En mars 2012, la communauté universitaire se choisira un nouveau président pour remplacer Jean-Pierre Gesson. Deux doyens ont déjà déposé leur candidature. Rencontre.
2012, année électorale. A Poitiers, le premier suffrage interviendra dès le mois de mars avec l’élection du président de l’université. A première vue, on pourrait croire que cette consultation opposera un candidat de rupture, Yves Jean, directeur de la faculté de Sciences humaines et arts (SHA), au digne héritier de la politique menée par l’équipe sortante, Dominique Moncond’huy. Mais dans les faits, c’est un peu plus compliqué.
Lui-même doyen de Lettres et Langues, ce dernier « assume le bilan de Jean-Pierre Gesson ». Difficile de le cacher, de toute façon, puisqu’il a rappelé, sur sa liste, trois des actuels vice-présidents : Hervé Sabourin aux relations internationales, Olivier Bonneau à la recherche et Stéphane Bellini pour les contrats avec les
entreprises. Toutefois, il refuse d’endosser le malaise provoqué par certaines décisions.
Crispation autour des formations supprimées
Le 11 juillet dernier, le conseil d’administration de l’université demandait de gros efforts financiers à tous les doyens. L’objectif ? Supprimer dix mille heures de formation afin de « dégager des marges de manœuvre pour des investissements transversaux comme l’aide à l’insertion professionnelle ou la mobilité internationale des étudiants ». Dominique Moncond’huy faisait figure de bon élève, car il venait justement de fusionner trois licences de langue à faible effectif en une formation plus attrayante. Mais ces coupes sévères ont été désapprouvées par une partie de la communauté universitaire. « Cette gestion comptable au tableau Excel nous a fait mal », confie un enseignant-chercheur.
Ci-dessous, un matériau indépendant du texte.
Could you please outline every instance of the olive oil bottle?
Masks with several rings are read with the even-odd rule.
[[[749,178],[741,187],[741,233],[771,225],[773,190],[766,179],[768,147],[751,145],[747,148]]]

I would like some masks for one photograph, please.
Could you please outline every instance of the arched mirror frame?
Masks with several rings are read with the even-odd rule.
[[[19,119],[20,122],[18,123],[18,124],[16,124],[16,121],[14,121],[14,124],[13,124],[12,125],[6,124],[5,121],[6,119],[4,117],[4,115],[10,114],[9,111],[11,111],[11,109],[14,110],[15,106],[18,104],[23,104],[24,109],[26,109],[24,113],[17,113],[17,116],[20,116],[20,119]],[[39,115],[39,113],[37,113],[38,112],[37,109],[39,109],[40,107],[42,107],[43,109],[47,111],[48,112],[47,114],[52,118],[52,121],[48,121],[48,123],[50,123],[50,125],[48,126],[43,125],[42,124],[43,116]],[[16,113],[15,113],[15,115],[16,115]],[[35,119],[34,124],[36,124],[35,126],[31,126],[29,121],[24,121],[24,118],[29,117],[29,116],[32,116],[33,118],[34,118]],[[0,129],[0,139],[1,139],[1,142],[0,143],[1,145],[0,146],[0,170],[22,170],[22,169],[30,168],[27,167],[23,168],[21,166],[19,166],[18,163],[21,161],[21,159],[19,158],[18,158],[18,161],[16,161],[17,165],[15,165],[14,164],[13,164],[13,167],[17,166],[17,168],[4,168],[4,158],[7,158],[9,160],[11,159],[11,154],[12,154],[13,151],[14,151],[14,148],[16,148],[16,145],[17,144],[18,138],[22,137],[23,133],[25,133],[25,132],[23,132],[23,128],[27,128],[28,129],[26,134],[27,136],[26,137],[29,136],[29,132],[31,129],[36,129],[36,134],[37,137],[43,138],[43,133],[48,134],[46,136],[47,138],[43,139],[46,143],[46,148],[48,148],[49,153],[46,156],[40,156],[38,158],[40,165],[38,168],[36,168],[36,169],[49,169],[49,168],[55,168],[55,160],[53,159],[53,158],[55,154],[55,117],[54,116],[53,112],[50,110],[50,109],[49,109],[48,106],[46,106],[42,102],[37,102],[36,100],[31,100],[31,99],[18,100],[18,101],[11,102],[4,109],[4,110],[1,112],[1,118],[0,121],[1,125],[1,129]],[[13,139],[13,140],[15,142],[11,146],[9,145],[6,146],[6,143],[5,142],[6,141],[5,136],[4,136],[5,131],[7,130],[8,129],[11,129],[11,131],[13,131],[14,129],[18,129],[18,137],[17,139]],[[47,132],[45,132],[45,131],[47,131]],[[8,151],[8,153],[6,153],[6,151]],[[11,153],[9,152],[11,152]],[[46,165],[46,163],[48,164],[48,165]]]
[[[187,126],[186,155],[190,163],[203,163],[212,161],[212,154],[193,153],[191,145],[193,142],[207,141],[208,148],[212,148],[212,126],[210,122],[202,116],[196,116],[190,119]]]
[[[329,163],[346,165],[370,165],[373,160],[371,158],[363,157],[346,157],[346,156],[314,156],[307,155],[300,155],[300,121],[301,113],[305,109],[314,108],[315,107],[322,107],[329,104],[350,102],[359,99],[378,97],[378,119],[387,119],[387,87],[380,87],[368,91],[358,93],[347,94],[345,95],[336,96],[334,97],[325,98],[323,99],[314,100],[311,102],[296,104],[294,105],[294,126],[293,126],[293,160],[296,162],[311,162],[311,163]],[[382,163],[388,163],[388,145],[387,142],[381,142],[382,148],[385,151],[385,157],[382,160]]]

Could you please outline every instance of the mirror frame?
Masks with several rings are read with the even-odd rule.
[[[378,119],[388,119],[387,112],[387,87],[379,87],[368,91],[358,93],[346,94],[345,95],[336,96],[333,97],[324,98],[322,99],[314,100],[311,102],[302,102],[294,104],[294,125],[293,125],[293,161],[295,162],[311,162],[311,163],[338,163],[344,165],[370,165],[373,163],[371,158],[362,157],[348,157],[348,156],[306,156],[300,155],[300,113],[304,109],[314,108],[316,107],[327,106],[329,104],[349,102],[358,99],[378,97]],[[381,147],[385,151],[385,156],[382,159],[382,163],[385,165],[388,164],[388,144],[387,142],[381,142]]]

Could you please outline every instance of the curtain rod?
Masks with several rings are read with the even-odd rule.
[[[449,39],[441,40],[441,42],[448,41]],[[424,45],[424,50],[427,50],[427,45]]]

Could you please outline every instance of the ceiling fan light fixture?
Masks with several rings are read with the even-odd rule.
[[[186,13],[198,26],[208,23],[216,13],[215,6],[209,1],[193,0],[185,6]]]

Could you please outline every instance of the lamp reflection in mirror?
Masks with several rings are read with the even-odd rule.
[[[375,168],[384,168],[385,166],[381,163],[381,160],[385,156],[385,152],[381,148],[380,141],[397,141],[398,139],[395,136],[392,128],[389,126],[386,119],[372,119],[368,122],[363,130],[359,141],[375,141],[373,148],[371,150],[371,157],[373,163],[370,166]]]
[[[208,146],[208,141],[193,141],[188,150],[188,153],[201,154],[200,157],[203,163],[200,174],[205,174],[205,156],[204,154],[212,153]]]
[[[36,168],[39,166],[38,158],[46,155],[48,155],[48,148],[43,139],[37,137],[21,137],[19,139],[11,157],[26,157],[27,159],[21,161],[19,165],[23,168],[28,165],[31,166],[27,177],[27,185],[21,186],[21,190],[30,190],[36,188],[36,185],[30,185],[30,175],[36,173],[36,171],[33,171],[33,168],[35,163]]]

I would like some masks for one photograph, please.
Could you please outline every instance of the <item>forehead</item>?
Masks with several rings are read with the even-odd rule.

« C’est vrai que l’arbitrage a parfois été brutal », concède aujourd’hui le doyen de Lettres. A l’époque, le conseil de SHA, présidé par Yves Jean, exigeait un « moratoire » pour cette décision, revenant à supprimer « l’équivalent de trois ans de licence de psycho » d’un seul coup. La scission avec l’équipe présidentielle devenait flagrante. Lui aurait préféré « prendre le temps de trouver des compromis » pour parvenir, par exemple, à « des modules communs à plusieurs masters ». Se positionnant comme le porteur d’une « nouvelle ambition collective pour l’université de Poitiers », ce militant du Snesup-FSU dénonce désormais « le manque de vision à moyen et long termes de l’équipe actuelle ».
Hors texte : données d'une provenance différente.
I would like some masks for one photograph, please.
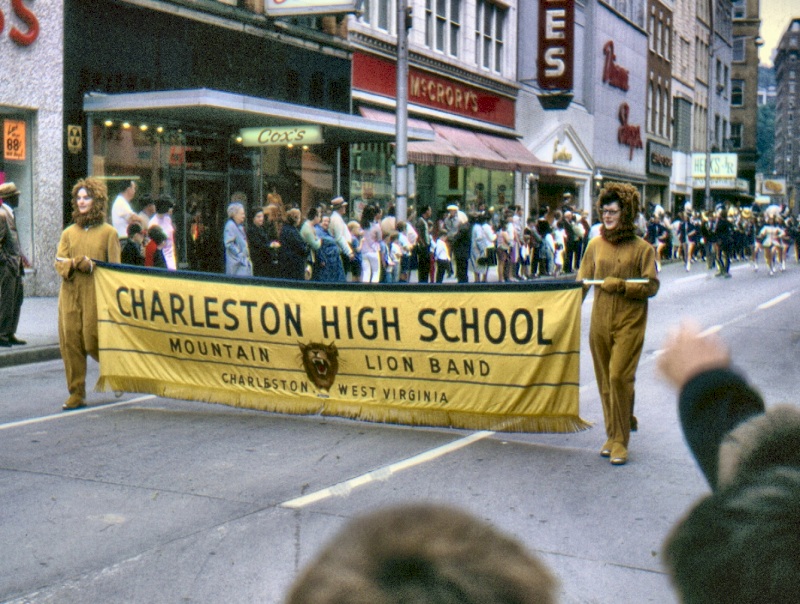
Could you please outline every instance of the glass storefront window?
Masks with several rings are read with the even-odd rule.
[[[394,199],[392,154],[389,144],[351,145],[350,192],[352,215],[358,217],[364,205],[375,203],[384,211]],[[429,205],[434,215],[443,213],[447,205],[458,204],[466,212],[477,210],[483,203],[509,206],[514,199],[514,172],[467,166],[414,166],[416,182],[409,199],[412,207]]]
[[[354,216],[367,204],[377,204],[384,212],[393,203],[392,149],[388,143],[361,143],[350,146],[350,195]]]
[[[19,189],[19,205],[14,210],[22,253],[31,263],[33,255],[33,114],[0,107],[0,184],[13,182]]]

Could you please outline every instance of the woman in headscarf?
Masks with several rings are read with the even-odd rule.
[[[253,275],[250,262],[250,248],[247,247],[247,234],[244,230],[244,206],[235,201],[228,206],[228,222],[223,230],[225,243],[225,274],[236,277]]]
[[[589,242],[578,278],[602,282],[595,287],[589,331],[607,436],[600,455],[622,465],[628,461],[628,441],[637,424],[633,415],[634,379],[647,327],[647,299],[656,295],[659,282],[655,250],[636,235],[636,188],[607,184],[598,198],[597,210],[603,221],[601,236]],[[584,294],[588,289],[584,284]]]
[[[314,226],[321,245],[317,250],[314,266],[314,281],[327,283],[344,283],[345,275],[342,268],[342,259],[339,254],[339,245],[328,231],[331,222],[330,216],[323,216],[322,220]]]
[[[86,356],[98,359],[94,261],[120,261],[119,237],[106,222],[107,208],[105,183],[96,178],[79,180],[72,188],[73,224],[58,242],[58,340],[69,390],[64,411],[86,406]]]

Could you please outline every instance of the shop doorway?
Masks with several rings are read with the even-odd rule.
[[[222,231],[227,219],[227,180],[221,172],[182,170],[171,175],[172,220],[181,268],[225,271]]]

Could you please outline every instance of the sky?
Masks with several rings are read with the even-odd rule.
[[[761,0],[761,37],[764,46],[758,57],[762,65],[772,65],[772,53],[792,19],[800,19],[800,0]]]

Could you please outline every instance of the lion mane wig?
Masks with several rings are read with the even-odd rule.
[[[622,182],[610,182],[603,187],[600,196],[597,199],[597,213],[600,213],[601,208],[609,203],[619,203],[621,210],[619,226],[612,230],[607,231],[605,226],[600,227],[600,234],[603,239],[609,243],[621,243],[629,241],[636,237],[636,226],[633,221],[639,214],[639,191],[636,187]]]
[[[92,198],[92,207],[86,214],[78,211],[78,191],[86,189]],[[88,228],[106,221],[106,208],[108,207],[108,188],[99,178],[83,178],[72,187],[72,221],[79,227]]]

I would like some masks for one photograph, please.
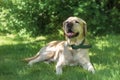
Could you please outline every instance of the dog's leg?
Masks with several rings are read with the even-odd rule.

Si l’université a échappé au déficit en 2010, il faut faire des économies. Dans un monde où la facture de l’énergie augmente aussi vite que diminue la taxe d’apprentissage, une partie du personnel a perdu confiance en l’avenir. « Des postes d’enseignants-chercheurs ont dû être gelés », souligne un cadre. Or, avec la dévolution de la masse salariale, le responsable n’est plus l’Etat mais le conseil d’administration lui-même. Dans ce contexte, on comprend que les deux candidats mettent en avant leur volonté de « retisser du lien social entre l’équipe présidentielle et les personnels ».
_______________________________________
Deux stratégies de campagne
Le 5 décembre, Yves Jean réunissait son « comité de soutien » à la Maison des étudiants (MDE). Une première. 182 personnes (essentiellement des enseignants-chercheurs) ont adopté sa profession de foi. En vrai homme politique (Yves Jean est conseiller municipal à Poitiers), il sait communiquer. Tout est prévu. Le jeudi 2 février, à 14h à la MDE, il présentera publiquement son programme et son équipe. De son côté, Dominique Moncond’huy reste plus discret même si lui a déjà dévoilé les noms de ceux qui l’accompagneront dans l’aventure.